Esta célebre sala de shows de jazz no Harlem era uma das únicas, junto ao Carnegie Hall, onde ela podia se apresentar no final de sua carreira em razão de uma nova lei.
O Apollo vai celebrar seu centenário com uma série de eventos, incluindo uma apresentação de Cassandra Wilson.
Billie Holiday nasceu na Filadélfia (leste dos Estados Unidos), filha de uma empregada doméstica, sem pai e sem uma educação musical.
Em suas memórias, ela explicou ter aprendido jazz fazendo pequenos serviços em bordéis quando criança.
"Acredito que ela tocava as pessoas porque era verdadeira, autêntica", considera Mikki Shepard.
"O que eu acho fantástico, mesmo quando eu a escuto agora em 2015, é a sua grande musicalidade", diz Sara Lazarus, artista americana que vive em Paris. "Desde o início, ela era alguém fora do comum. As pessoas achavam que ela arrastava muito seu canto", acrescenta ela que prestou homenagem sábado à noite em Sunside, um clube da capital.
"Na verdade, muitas vezes, no final de suas frases, ela descia sua voz, um pouco como um saxofone que entoa um último suspiro", explica Sara Lazarus.
Segundo ela, dois elementos essenciais fizeram de Billie Holiday uma cantora extraordinária: a sua maneira de reescrever uma melodia e a forma rítmica de cantar uma frase.
"Ela dava vida e significado para as músicas, muitas vezes com um pouco de floreado, alterando a melodia e o ritmo", diz ela.
"Foi uma verdadeira, uma grande musicista. Ela ouvia Bessie Smith e ouvia Louis Armstrong, com quem aprendeu a liberdade rítmica, como colocar as palavras e as notas", confirma Franck Bergerot, editor da Jazz Magazine.
"Ao mesmo tempo que brincava com o drama de sua vida, ela tinha um jeito de cantar muito deslumbrante", descreve.
Desta forma, "Lady Day" trouxe, durante seus primeiros anos como cantora profissional nos anos 1930, um novo tom, quase subversivo, para a época.
'Timing infalível'
A mesma história com o cantor belga David Linx. "Foi, talvez, a primeira cantora a ser extremamente criativa no fraseado.
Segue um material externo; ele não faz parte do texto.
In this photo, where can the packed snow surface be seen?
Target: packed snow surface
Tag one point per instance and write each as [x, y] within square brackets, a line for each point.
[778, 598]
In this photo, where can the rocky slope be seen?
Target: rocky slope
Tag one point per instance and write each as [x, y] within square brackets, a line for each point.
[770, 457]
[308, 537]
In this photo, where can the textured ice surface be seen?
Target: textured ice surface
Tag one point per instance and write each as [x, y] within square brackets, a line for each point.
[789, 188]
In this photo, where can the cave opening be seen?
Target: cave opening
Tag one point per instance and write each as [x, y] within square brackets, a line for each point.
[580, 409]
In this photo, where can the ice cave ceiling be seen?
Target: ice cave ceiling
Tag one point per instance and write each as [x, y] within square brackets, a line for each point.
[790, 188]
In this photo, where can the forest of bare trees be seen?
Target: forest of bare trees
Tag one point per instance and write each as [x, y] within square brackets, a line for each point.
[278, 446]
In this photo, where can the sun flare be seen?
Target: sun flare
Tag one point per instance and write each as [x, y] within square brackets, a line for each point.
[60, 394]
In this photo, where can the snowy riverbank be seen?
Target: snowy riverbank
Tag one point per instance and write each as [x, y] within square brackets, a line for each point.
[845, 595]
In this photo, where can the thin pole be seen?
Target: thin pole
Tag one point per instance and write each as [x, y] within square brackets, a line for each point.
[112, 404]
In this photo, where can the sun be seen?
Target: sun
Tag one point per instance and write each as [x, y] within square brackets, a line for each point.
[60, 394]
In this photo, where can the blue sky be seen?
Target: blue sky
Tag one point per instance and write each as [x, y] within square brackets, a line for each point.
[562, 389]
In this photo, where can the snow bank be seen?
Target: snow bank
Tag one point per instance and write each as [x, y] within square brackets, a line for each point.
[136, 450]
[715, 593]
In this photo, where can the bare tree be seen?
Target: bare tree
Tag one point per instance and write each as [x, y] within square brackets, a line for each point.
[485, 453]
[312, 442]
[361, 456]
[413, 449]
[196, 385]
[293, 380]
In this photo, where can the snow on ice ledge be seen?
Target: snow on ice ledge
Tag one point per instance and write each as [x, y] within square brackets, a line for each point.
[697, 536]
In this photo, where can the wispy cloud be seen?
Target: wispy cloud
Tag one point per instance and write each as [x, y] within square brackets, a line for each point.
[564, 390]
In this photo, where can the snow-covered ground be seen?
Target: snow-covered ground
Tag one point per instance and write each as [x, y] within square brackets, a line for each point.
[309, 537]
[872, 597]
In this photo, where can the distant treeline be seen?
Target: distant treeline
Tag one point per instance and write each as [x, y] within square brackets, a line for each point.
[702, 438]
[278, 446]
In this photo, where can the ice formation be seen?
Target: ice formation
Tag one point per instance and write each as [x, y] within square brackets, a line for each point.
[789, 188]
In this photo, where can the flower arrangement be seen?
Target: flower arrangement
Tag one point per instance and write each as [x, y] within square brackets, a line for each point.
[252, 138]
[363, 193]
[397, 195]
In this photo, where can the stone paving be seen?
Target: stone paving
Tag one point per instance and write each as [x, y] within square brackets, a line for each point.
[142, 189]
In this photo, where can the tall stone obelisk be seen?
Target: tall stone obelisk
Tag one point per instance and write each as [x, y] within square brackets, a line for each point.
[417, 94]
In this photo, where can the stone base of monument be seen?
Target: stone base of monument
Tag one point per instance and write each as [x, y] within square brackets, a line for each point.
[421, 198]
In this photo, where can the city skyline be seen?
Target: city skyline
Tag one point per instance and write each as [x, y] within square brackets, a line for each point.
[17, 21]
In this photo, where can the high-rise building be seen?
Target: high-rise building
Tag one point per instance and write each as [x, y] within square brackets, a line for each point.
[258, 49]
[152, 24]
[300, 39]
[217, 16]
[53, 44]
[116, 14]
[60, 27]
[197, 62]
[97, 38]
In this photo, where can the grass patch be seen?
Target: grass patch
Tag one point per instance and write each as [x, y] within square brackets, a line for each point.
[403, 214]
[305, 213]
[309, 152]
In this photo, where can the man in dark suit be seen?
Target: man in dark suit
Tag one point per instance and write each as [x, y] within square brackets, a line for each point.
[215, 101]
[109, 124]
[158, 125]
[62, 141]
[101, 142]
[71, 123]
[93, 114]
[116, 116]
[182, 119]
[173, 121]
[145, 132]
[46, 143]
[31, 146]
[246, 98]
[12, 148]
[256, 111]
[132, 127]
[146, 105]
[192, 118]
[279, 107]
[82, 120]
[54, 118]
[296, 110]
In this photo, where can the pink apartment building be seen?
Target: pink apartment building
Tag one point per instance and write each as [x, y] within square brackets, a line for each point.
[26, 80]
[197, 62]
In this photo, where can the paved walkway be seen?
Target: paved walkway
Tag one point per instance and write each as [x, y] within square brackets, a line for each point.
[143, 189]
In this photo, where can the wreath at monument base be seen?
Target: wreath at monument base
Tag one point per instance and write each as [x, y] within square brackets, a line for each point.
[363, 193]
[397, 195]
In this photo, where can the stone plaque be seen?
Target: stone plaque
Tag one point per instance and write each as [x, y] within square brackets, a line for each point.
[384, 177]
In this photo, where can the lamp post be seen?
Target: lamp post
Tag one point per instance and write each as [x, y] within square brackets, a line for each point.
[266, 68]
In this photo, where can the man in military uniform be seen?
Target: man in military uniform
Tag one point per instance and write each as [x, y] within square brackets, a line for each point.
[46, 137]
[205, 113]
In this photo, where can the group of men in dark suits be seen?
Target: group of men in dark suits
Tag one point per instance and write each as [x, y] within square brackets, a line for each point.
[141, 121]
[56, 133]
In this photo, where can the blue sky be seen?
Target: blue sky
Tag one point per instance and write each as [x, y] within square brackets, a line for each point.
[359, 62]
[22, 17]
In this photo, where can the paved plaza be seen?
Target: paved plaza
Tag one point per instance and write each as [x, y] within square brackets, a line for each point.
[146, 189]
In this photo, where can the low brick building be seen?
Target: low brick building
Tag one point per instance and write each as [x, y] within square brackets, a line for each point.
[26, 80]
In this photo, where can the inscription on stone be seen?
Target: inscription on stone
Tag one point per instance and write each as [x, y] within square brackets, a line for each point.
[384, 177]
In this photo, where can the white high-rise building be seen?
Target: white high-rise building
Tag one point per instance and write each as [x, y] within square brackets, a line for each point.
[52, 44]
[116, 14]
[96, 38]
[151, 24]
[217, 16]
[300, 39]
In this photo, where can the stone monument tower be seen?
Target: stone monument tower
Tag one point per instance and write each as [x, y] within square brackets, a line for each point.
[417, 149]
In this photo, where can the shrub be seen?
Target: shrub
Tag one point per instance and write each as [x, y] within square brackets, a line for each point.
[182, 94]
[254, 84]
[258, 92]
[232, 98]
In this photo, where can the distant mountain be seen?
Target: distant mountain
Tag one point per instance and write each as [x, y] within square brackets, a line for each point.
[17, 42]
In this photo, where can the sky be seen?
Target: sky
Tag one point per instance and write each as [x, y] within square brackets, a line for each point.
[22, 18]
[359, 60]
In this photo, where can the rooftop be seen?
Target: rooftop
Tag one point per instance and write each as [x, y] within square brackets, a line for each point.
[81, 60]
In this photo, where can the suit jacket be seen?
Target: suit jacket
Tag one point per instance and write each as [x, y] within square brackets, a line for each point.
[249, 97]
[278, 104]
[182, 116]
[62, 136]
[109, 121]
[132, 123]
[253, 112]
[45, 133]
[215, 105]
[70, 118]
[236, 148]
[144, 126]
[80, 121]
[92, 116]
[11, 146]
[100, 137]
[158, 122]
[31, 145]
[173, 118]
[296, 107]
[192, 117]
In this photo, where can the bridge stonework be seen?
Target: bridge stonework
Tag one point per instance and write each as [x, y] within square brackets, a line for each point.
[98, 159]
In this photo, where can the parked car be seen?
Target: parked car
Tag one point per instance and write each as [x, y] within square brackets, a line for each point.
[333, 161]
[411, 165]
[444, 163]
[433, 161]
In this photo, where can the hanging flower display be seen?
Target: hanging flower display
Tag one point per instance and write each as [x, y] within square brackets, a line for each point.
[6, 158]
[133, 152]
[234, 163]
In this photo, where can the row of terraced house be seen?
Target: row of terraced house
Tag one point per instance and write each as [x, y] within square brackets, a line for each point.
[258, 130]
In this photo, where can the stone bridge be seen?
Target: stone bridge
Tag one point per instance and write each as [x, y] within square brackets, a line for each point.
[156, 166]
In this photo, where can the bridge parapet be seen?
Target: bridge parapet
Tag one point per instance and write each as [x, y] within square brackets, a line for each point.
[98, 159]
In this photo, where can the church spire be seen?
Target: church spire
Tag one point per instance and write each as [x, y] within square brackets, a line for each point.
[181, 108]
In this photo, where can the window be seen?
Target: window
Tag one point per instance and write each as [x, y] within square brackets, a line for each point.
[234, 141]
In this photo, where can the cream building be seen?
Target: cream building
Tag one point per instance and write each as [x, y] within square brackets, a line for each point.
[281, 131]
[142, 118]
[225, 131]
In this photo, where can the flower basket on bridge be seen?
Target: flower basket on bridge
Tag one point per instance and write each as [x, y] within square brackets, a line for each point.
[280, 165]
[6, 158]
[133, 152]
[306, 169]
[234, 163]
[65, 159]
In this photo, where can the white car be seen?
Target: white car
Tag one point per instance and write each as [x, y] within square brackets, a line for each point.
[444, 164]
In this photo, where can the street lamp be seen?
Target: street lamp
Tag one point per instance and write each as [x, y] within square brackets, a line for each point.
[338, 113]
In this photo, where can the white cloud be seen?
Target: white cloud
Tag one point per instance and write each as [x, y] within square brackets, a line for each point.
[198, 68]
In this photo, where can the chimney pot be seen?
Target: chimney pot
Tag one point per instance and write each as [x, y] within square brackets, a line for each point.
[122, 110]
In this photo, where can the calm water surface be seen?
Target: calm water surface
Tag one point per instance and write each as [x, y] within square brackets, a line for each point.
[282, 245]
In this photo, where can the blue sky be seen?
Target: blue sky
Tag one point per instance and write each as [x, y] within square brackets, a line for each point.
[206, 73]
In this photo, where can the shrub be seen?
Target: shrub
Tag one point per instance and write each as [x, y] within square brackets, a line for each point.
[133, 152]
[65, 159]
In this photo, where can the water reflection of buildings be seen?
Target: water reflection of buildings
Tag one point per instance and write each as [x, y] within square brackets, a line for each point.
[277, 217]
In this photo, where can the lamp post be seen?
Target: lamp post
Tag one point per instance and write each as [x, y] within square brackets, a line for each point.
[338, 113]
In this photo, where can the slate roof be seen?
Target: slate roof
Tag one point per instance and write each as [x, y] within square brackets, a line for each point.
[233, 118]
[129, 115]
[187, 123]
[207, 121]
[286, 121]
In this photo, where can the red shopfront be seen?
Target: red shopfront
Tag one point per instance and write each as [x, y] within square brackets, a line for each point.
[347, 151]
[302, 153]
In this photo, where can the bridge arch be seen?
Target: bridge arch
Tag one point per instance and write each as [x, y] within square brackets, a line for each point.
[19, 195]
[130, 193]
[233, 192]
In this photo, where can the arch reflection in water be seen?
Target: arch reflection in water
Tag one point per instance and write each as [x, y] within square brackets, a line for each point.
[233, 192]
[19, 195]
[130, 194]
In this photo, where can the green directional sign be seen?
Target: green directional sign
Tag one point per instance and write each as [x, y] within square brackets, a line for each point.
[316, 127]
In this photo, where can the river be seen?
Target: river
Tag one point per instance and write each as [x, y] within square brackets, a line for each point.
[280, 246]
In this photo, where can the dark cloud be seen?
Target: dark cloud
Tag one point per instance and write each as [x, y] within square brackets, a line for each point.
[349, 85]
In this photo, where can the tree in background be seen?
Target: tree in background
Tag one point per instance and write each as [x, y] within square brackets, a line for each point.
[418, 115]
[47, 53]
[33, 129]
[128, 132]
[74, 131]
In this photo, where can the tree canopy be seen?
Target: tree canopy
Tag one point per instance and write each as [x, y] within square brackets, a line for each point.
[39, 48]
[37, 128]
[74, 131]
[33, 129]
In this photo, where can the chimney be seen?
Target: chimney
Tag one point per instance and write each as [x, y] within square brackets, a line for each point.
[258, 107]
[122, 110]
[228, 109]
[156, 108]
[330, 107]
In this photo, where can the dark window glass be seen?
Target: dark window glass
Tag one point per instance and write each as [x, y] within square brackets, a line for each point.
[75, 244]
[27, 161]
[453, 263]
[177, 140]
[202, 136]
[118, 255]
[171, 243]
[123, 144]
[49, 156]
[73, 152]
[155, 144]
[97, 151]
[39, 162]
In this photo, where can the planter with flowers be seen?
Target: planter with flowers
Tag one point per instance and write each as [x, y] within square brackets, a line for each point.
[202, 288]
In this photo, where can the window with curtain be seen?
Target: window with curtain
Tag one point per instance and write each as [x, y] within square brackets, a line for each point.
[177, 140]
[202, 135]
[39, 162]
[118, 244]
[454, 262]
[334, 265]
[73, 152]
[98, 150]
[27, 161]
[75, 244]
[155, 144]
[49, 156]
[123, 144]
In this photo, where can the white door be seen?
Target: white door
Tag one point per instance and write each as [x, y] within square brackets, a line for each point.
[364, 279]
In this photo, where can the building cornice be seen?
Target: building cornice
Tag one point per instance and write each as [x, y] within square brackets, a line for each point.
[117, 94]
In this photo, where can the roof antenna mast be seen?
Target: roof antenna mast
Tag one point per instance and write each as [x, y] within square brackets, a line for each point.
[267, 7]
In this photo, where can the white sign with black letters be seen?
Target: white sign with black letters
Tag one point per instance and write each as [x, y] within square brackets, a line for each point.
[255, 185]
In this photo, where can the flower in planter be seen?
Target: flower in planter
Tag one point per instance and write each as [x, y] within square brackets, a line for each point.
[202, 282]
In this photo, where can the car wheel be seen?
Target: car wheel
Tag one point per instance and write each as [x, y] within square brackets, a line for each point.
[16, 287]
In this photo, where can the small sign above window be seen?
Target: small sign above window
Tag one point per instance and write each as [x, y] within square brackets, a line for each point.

Ela podia alcançar o fim do tempo, mas para ser capaz de cantar no final do tempo, você realmente tem de ter um ritmo individual muito forte. Ela tinha um timing infalível", decifra o cantor.
A estas qualidades se adicionam o timbre de sua voz, espumante e clara em sua juventude, antes de definhar em razão dos vários abusos - drogas ilícitas, álcool, tabaco - que marcaram a vida de "Lady Day".
A isto se acrescenta, diz Franck Bergerot, "uma grande sobriedade na interpretação" da parte de um cantora que "nunca forçava uma expressão".
Billie Holiday imprimiu sua assinatura vocal em grandes sucessos como "You've changed", "Yesterdays", "Lover man". Ela também revelou seu talento como "compositora" ao coescreveu clássicos como "Don't explain", "Somebody's on my mind", ou "God bless the child".
A vida de Billie, que "viveu a 200%", segundo David Linx, entre ascensão e queda, encenada em sua autobiografia "Lady sings the blues", escrita pelo jornalista William Duffy e publicada em 1957, também alimenta a literatura .
Dois livros foram recentemente publicados: "Vivre cent jours en un" (Editora Stock), onde Philippe Brossard tenta retratar os cem dias de uma turnê europeia concluída em novembro de 1958, menos de um ano antes de sua morte, e "Lady in Satin, Billie Holiday, Portrait d'une diva par ses intimes".